Es besteht schon Gefahr genug durch Abstürze von Kampfjets, die ihre Übungsflugrunden über den Städten und Dörfern drehen.

Es ist nicht das erste Mal, dass die N.A.T.O.-Partner mit ihren Manövern flächendeckend das zivile Leben stören (siehe NATO-Grossmanöver legte mit Jamming GPS, Internet, Handy und Sat-TV bei Schottland lahm).
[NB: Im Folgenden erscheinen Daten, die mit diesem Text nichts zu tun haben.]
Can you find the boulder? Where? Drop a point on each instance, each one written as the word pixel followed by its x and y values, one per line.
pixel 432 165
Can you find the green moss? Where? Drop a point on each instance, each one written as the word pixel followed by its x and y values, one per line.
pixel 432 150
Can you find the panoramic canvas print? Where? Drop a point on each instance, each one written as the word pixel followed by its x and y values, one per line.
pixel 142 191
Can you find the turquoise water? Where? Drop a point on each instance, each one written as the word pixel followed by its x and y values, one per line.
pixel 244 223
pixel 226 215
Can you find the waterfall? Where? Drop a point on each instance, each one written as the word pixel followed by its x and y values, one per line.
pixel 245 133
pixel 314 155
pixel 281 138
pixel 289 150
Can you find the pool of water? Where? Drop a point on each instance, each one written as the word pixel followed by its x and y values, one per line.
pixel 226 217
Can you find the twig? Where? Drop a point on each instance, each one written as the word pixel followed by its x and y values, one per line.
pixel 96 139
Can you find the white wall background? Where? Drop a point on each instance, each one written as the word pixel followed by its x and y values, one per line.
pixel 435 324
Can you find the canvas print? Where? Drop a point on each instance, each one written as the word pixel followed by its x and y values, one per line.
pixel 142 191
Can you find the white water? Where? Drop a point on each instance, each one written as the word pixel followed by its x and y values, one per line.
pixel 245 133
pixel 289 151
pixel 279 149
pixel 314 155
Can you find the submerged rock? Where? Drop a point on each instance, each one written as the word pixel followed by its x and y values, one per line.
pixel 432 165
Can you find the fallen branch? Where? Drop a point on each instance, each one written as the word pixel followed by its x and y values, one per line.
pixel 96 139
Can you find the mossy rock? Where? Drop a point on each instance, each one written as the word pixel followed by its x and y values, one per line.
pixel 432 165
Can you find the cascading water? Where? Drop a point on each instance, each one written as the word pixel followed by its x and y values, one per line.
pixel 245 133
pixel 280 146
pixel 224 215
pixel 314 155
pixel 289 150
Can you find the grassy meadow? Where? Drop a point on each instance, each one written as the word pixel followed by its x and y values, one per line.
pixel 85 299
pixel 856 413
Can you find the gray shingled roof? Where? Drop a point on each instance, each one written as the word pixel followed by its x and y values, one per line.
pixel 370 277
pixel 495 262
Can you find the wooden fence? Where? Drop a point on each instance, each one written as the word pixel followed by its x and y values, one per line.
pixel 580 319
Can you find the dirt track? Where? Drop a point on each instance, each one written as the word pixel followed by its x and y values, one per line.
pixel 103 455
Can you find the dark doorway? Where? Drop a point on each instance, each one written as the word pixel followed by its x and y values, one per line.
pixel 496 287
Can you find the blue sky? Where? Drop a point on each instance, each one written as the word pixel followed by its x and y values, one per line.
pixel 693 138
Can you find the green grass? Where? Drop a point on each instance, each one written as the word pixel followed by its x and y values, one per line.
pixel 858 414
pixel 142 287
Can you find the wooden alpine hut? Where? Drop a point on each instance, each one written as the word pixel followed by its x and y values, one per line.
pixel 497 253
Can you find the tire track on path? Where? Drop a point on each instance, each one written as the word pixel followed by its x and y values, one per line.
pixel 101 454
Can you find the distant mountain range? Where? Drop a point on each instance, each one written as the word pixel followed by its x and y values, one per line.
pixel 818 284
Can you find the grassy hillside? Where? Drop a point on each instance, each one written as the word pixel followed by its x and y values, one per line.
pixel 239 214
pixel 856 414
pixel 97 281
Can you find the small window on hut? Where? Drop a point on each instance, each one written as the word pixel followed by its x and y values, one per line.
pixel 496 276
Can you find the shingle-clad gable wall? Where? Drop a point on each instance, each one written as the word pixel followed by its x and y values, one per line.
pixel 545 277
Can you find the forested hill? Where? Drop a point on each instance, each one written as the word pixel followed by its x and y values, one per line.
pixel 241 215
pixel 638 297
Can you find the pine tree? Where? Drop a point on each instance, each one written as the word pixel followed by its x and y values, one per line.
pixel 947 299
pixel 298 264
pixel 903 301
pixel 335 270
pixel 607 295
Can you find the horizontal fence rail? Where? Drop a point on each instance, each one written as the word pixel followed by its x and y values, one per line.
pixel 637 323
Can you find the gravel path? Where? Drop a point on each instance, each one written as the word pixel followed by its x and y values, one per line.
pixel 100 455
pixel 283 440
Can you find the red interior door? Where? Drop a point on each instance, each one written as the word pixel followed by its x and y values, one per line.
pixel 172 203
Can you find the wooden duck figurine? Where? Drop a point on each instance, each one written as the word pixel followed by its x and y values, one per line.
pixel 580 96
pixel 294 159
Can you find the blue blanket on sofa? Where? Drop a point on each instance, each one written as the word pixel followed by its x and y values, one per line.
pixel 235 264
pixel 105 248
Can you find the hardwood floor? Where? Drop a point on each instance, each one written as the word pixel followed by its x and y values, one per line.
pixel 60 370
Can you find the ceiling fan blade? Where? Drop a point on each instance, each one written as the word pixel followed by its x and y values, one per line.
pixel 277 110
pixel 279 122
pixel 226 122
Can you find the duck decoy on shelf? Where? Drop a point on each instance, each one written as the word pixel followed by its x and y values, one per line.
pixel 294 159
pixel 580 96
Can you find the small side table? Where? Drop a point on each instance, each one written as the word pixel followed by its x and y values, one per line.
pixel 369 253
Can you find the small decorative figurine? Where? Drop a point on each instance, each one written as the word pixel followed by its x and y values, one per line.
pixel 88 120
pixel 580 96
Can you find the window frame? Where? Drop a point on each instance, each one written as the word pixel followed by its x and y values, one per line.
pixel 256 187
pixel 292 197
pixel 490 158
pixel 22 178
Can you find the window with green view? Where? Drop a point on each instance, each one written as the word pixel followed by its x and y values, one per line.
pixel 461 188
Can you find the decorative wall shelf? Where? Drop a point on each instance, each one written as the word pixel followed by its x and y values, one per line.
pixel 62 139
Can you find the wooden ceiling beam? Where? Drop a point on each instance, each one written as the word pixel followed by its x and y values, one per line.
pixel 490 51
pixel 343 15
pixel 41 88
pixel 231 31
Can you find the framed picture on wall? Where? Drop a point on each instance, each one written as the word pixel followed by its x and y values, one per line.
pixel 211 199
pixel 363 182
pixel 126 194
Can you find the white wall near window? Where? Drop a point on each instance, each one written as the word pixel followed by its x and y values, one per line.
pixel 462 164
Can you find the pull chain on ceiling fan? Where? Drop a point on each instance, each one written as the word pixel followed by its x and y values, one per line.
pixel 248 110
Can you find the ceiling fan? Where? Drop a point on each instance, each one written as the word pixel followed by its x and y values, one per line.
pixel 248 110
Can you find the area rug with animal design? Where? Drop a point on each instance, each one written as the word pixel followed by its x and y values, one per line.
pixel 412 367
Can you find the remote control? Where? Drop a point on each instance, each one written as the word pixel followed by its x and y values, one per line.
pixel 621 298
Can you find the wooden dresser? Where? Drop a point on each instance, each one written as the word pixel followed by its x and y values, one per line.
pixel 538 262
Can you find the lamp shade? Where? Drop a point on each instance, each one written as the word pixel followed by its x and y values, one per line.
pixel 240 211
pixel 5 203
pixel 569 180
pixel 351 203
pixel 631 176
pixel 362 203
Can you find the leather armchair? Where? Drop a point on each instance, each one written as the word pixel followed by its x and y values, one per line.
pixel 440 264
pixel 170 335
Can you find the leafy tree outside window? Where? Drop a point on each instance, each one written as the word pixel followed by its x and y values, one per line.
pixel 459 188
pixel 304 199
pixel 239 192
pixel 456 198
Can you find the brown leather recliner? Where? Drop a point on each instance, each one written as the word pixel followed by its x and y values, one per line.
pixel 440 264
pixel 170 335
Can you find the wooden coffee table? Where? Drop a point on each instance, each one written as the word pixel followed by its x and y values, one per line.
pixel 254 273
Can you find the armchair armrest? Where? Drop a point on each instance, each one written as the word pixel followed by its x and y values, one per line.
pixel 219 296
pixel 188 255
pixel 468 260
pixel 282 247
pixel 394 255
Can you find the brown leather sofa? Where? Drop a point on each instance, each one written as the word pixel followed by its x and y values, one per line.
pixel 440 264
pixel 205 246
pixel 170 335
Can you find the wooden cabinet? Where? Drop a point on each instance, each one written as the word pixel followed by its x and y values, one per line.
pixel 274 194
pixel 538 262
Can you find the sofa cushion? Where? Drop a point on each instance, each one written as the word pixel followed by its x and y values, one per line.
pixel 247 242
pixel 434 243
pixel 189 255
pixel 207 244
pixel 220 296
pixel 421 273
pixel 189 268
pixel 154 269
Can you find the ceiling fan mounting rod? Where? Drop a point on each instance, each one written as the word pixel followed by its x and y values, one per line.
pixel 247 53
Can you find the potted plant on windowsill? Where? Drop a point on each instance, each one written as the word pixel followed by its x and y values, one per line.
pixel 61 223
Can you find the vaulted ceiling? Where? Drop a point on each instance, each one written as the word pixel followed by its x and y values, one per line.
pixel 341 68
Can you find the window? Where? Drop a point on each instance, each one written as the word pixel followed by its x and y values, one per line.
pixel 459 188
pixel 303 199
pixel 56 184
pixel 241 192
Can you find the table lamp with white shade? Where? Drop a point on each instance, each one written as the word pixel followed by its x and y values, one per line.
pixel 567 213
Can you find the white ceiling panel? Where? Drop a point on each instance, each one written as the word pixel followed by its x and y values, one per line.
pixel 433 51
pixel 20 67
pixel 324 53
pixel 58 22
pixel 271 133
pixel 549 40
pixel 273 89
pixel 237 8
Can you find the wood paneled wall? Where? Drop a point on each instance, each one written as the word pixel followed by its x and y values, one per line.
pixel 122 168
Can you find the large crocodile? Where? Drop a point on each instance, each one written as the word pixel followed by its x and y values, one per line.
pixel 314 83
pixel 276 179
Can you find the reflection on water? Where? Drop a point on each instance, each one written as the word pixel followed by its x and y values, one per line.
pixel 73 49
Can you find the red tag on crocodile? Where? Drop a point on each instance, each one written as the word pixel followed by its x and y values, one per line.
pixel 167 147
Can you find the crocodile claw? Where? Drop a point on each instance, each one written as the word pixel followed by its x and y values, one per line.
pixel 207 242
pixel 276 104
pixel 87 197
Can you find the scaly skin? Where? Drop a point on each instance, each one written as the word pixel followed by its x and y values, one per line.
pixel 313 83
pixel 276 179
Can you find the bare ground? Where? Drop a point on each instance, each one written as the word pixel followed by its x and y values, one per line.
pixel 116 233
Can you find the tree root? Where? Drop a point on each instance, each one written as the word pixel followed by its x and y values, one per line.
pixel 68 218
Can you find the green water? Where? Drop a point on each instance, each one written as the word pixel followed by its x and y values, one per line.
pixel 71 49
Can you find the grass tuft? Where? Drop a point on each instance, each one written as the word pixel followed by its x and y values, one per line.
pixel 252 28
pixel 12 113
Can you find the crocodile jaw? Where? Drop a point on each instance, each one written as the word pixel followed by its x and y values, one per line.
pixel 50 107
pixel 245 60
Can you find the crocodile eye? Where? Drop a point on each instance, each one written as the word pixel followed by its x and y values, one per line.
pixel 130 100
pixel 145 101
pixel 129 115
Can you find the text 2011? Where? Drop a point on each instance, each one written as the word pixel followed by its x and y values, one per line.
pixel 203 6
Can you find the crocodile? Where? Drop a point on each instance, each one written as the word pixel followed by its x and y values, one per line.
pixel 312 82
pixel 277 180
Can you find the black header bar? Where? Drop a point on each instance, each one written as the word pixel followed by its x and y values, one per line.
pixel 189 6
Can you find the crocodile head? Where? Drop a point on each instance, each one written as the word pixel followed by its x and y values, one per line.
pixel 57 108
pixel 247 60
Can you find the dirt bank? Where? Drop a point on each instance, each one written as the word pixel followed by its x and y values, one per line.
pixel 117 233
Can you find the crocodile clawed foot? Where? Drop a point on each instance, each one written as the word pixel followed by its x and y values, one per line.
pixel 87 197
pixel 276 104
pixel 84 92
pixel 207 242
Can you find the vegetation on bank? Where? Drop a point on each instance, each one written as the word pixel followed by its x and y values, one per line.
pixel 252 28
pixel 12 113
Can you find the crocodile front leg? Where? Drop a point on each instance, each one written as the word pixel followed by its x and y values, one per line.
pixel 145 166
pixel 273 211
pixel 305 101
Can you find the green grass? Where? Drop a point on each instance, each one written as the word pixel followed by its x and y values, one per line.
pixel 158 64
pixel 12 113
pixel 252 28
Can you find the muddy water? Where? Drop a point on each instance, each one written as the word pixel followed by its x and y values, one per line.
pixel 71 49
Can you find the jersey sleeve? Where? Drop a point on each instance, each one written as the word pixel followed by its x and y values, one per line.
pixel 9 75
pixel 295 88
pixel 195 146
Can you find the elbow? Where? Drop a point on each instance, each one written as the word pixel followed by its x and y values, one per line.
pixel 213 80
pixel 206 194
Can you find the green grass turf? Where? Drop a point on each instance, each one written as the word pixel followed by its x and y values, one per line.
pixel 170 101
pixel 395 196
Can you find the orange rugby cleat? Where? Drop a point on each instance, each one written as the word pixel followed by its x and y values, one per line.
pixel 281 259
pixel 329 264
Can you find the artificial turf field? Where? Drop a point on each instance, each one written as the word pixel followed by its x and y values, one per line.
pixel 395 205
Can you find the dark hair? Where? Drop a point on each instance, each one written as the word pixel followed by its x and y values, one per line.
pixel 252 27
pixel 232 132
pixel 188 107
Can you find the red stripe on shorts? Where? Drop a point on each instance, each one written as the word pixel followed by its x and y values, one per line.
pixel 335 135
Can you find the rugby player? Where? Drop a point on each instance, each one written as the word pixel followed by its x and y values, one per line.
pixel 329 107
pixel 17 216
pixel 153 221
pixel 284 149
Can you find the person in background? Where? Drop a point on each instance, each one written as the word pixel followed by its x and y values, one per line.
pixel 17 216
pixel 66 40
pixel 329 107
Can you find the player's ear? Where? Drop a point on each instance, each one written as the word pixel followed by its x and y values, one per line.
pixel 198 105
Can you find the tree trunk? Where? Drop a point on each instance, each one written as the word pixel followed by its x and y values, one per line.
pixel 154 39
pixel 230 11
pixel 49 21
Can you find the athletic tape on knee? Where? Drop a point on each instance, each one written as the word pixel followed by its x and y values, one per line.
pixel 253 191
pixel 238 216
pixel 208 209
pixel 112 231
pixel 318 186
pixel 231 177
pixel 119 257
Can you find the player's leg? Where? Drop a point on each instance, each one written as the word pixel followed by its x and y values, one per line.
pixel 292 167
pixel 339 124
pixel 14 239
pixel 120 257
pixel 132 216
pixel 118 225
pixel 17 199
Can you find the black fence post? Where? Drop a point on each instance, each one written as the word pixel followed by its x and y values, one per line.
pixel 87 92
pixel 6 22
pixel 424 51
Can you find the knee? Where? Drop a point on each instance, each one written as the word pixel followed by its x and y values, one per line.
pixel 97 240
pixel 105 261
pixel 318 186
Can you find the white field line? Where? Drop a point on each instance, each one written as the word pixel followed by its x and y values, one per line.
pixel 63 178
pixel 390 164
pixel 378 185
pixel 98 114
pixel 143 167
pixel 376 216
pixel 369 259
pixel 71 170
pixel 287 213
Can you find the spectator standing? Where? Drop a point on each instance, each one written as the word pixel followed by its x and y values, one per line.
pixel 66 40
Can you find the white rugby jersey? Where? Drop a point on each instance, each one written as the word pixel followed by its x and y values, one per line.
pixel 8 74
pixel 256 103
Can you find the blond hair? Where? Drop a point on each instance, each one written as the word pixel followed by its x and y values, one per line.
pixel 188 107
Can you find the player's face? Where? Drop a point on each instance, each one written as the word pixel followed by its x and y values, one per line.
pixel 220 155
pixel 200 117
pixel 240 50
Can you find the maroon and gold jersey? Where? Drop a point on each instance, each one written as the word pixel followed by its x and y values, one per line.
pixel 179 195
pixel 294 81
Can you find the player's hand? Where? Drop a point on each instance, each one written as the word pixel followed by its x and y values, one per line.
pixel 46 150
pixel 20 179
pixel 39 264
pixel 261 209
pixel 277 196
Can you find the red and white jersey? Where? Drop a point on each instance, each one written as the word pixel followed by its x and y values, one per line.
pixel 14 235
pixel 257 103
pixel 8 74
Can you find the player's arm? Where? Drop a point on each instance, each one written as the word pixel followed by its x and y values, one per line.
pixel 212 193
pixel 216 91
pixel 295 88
Ich wiederhole mich gern in Abwandlung eines militärischen Ausdrucks: “No boots on our or another ground!”

Europa hat keine Feinde. Das Potential dazu wird mit der invasiven Politik der “Alliierten Streitkräfte” erschaffen. Eben so wenig zieht die Terroristen-Nummer. Mit diesen Manövern sitzt der Feind genügend im eigenen Haus.

Im Falle dessen, dass dieses Ereignis jetzt dazu ausgenutzt wird um das globale Überwachungssystem zum Tracking sämtlicher Flugzeuge (ADS-B) einzuführen, sei davor gewarnt, dass die Unterstellung einer vorsätzlichen Absicht nicht unbegründet ist. Die Bevölkerung hat längst gelernt, dass für Kontrolle und das Verdienen von Milliarden an “Euro/Dollar” keinerlei Skrupel existieren.